The tea plant can live for about a century, but the quality of its leaves starts to fade after about 50 years. Major Indian plantations didn’t replant their shrubs until decades after they pushed past their prime. While Assam and Darjeeling had some hectic activity about a decade and a half ago, the replantation cycle is not complete. New plants will yield nothing until five years after repotting. It replicates a capital-intensive business. If the combination of falling quality, price and ever-increasing wages, which account for about 60% of the cost of a plantation, is already difficult, the prospect of no revenue from new shrubs can be overwhelming, especially for small growers. , which are defined as those plantations of 25 acres or less.

Many planters have given up on their business, fearing that they cannot afford to reinvest in their plantations, investing long hours and paying workers their wages, while earning no revenue from the transplanted fields. can go. This has resulted in labor hardship, and some creative solutions such as ‘bought leaf factories’, as the name suggests, are not appendages of an individual plantation but rather buy tea leaves from small growers. Small producers now account for a little over 50% of the total production.

Some large plantations may be torn down to re-emerge as small producer organizations, where the implementation of statutory worker benefits is less strictly enforced.

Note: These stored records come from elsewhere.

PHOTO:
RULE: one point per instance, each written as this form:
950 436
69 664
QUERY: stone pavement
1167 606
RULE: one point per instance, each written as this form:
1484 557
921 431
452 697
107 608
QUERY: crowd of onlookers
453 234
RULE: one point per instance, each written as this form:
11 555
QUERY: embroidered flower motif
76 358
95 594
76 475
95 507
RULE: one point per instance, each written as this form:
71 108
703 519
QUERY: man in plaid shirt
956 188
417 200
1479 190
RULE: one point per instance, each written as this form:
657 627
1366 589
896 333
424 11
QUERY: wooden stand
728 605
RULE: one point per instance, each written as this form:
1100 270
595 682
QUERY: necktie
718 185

The industry needs a holistic solution. High quality saplings must be produced in large numbers to replant every old bush in the country. Producer companies should be formed to take over the abandoned plantations, where the workers are the owners of the plantations and share in both profit and loss. Small producers should be organized into unions to adopt quality improvement practices and gain pricing power. While all commercial investments should pay for themselves over time, the government may need to intervene to extend credit periods and make loans available in the first place. Investing in insecticides and weedicides that do not leave any harmful residues should be encouraged by the Tea Board in dialogue with the plant chemical industry. The same goes for investing in packaging that extends shelf life and branding to improve pricing.

The tea industry, like most crops, will face additional challenges from climate change. Technological solutions such as plant varieties adapted to warm climates should now be adopted.

Tea is rich in anti-oxidants, both green tea and the cured variety. With the advent of coffee chains like Starbucks, coffee drinking has acquired the brilliance of a lifestyle. It can also be beneficial to convert tea drinking into the habit of the interested classes. The Tea Board may offer seed funding for a set of business plans to promote aspiring tea. Subliminal boost coffee derived from a programming language called Java (a common synonym for coffee, thanks to the Dutch growing coffee in Indonesia and trading the beans globally) may be obtained.

Tea has been a traditional commodity of competitive advantage for India. That edge must be preserved and enhanced, not lost due to apathy or anemic, unimaginable interventions.